Joule heating due to the (slow) electron drift velocity? I understand the concept of why the signal speed is higher than the electron drift velocity, but I can't understand the concept of joule heating. If electrons move slow then how do they produce a lot of  heat when they hit the nucleus.  Besides my friend once told me that the drift velocity is the net movement and electrons move fast in all directions, if that is the case why do they move like that?
 A: The absolute velocity of the electrons actually doesn't matter for joule heating.  Think about it this way, if there is no current flowing there wouldn't be any joule heating.  So, even if electrons are moving quickly and randomly when no current is flowing, we know no joule heating would occur and that joule heating is really about the net change in effect caused by the current.  That is, the base electron velocity doesn't have an effect.  All that matters is the $\Delta V$ over the base electron velocity which is given by the drift velocity.
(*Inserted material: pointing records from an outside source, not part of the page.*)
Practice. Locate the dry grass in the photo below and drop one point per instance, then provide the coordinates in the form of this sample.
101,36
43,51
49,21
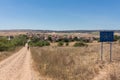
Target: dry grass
67,63
71,63
6,54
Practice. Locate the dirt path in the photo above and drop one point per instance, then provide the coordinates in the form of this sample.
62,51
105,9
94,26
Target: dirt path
18,67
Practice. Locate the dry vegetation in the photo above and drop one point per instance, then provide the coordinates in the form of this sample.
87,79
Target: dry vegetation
76,63
6,54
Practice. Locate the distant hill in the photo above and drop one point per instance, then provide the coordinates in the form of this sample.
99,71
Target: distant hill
57,31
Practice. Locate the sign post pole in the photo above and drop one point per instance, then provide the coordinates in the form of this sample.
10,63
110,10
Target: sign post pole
106,36
102,51
110,51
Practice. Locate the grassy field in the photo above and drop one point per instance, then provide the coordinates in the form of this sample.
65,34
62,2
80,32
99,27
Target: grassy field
74,63
5,54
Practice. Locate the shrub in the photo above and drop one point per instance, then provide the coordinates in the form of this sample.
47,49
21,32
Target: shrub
67,44
80,44
60,43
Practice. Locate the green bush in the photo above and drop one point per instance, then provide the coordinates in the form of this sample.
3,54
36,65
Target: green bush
60,43
67,44
39,43
80,44
6,44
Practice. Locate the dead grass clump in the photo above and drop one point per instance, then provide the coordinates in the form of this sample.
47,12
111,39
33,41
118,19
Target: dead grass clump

Joule heating is really about electrical energy lost to heat due to resistance.  Even if the average drift velocity of an electron is tiny, there are so many electrons moving that the tiny energy loss to heat for each electron adds up.  As you know, current is the result of a huge number of moving electrons.  It's a numbers game.  The more electrons losing a tiny bit of energy there are, the more total heat is generated.
Via Ohm's Law you can see that $P_{ower} = I^2 R$ so it's no wonder that heat generation is proportional to $I^2 R$.
Also, in your question you mentioned an electron bumping into a nucleus.  That is not what's happening.  Electrons are colliding with the electron cloud of atoms and via electromagnetic repulsion are pushing the whole atom a bit, increasing its kinetic energy.  It's just free electrons interacting with bound electrons.